Блин, неужели заснул …
Ну, зачем?!
- Что ты на меня так смотришь? – не выдержал он
- Ты такой красивый … — сказала она шепотом. – Я в жизни таких не видела. Ты, правда, очень красивый … Как в кино. И глаза – ясные-ясные, точно ручей на солнце.
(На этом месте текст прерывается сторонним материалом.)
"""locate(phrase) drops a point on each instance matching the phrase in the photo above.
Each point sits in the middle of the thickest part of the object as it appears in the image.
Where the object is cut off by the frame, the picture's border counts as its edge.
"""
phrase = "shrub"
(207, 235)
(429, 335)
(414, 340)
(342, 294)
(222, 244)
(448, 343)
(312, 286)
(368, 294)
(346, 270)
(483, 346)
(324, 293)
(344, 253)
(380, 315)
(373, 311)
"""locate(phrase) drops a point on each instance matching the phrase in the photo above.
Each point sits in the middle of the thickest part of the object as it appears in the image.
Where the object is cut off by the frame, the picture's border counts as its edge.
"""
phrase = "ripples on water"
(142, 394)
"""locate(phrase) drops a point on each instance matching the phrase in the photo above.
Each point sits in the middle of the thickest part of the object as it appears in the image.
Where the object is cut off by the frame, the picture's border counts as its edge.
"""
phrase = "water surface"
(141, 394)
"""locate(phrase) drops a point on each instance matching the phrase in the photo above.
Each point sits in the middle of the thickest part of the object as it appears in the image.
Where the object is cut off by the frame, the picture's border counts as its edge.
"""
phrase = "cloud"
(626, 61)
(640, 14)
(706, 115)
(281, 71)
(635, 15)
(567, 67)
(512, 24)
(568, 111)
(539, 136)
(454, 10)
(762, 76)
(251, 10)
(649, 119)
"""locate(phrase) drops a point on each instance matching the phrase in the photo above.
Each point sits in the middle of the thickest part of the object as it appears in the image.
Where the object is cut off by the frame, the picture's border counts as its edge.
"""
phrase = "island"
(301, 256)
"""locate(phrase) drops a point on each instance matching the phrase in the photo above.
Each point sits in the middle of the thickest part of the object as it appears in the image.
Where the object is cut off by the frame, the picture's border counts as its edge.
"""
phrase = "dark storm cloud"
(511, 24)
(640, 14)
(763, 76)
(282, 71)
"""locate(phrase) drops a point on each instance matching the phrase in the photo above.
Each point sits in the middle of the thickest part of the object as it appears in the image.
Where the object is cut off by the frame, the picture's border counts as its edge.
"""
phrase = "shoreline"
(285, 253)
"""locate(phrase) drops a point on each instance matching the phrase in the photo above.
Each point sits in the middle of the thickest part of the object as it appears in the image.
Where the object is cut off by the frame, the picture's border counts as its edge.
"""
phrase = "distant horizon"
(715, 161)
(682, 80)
Он прижал её к себе, к вдруг бешено застучавшему сердцу — мягкую, горячую …
Как хлебушек.
Как щенок.
- Я, наверное, храпел, потому и не спишь …
- Нет, — удивилась она, — ты очень тихо лежал. Только плямкал иногда губами во сне, как малыш. Да, и ещё один раз простонал, точно от боли. И лицо стало такое … страдающее. Я подумала – это, наверное, война, тебе война снится … Я её очень боюсь. Вдруг опять, без объявления …
- Ты что? Мы же их победили …
- А как же американцы? – напомнила Галя. – Они лучше, что ли? Напали же на Корею.
- Не будет войны — в ближайшие сорок лет.
- Ты-то откуда знаешь?
-Знаю! Я всё знаю …

Не будет войны.
И Гагарин в космос полетит. И другие тоже. А потом — Чернобыль. И очень большой капец …
Сколько ему будет в девяносто пятом? Если сейчас 28?
И что, его сын тоже поедет на стрелку?!
Двое пацанов. Хорошо, чтобы сразу двойня. Русые, как он. А дочура – каштановая, как Галчонок.
Он точно сердцем чувствовал этот её страх. И не знал, как успокоить.
- Давай потанцуем, — предложил он, — даже без музыки …
Ему-то сейчас было легко. Гора с плеч …
Он так и думал – Светка про него эту ерунду придумала.
Злая дура …
Откуда в ней столько злобы?!
Почему, вообще, все люди такие злые …

Он отставил стул в сторону. Вышел с Галей на освободившийся пятачок.
Танцевать он не умел. Просто обняв её за плечи, медленно развернул — а потом повел обратно. И снова прижал к себе.
- Чего-то мы не танцуем? – улыбнулась Галя.
Он замотал головой. И вдруг обнял её, крепко-крепко. Носом уткнулся в её макушку.
Еле справившись с горячей, звериной волной от паха до самой глотки.
И снова повел её в танце.
- А я вспомнила …Постой!
- Чего?
- Я все думала, где тебя раньше видела? Ещё когда ты на танцах ко мне подошел. Ты на Джека Лондона похож! Просто копия.
- На кого?
- На Джека Лондона, — повторила она тише. — Это мой любимый писатель. Я все его книжки прочла, по второму разу. У тебя и глаза такие, и улыбка …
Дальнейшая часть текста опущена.